Rethink your Startup Website: Make a Net, not a Funnel - edw519
http://www.whattofix.com/blog/archives/2012/04/build-a-net-not.php

======
chrisacky
This is actually quite a useful technique yet equally unknown method of
figuring out product viability from your own user cohort.

The overall concept...

\- Not sure if a some FizzBuzz feature is required on your site?

\- Not sure if people are interested in your awesome newsletter series on Blue
Widgets?

\- And in any event, after you've created FooBar... What will the take up be
if you add it to your site?

Well, before you spend 4 days coding your new and exciting product, only to
find out that no one actually wants to use it... do some market research on
your own visitors!

How?

Easy... put the feature on some of your sites pages and purposefully 404 it,
and when they click through, record the event.
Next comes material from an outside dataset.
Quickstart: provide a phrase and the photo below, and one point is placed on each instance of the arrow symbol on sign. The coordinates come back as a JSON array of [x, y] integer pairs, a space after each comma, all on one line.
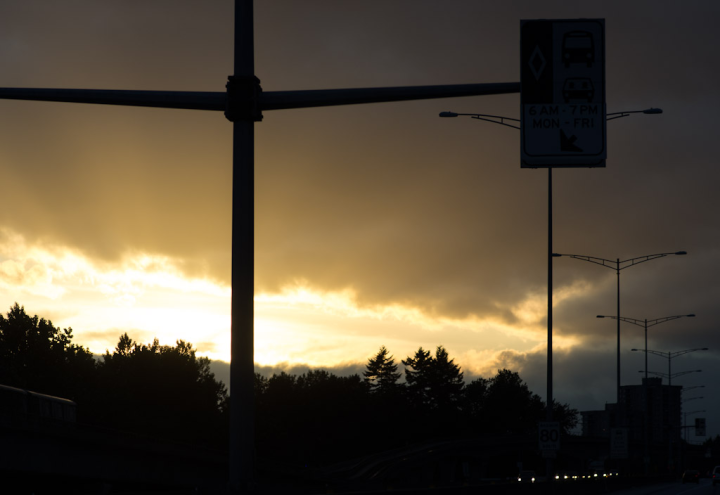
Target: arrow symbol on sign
[[568, 143]]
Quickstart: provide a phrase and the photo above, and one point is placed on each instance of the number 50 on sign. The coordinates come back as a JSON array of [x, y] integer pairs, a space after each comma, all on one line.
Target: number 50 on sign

Just provide some message saying "Ooopsey, looks like we are having some
problems!".

Run the test until you are sure that either: it's working, or it's a total
flop.

Guess who's already doing this? TripAdvisor. Listen to Kaufer explaining how
at TripAdvisor they purposefully 404 their users into figuring out if
something is worth doing.

[http://techcrunch.com/2011/12/22/founder-stories-
tripadvisor...](http://techcrunch.com/2011/12/22/founder-stories-tripadvisors-
kaufer-discusses-the-logic-behind-running-404-tests/)

------
edash
This isn't an either / or decision for a company. It makes sense to create a
net if you're early in the lifecycle of a company or product—before it's
reached product/market fit. Once a startup has reached product/market fit,
however, creating a funnel and A/B testing the hell out of it is probably a
good idea.

To use an example from your post, now that you know what people are looking
for (and how they're behaving) on your paystub page, you can begin to tweak
the design, layout, and flow of that page to optimize whatever it is you want
to optimize.

With the above in mind, "make a net, not a funnel" is another way of saying
"don't optimize prematurely".

------
hsuresh
>> Confused about how so many people could visit and still I was clueless
about what they wanted, I logged on to the Hacker News IRC channel and asked
the room "Can anybody help? I have a site I don't know what to do with."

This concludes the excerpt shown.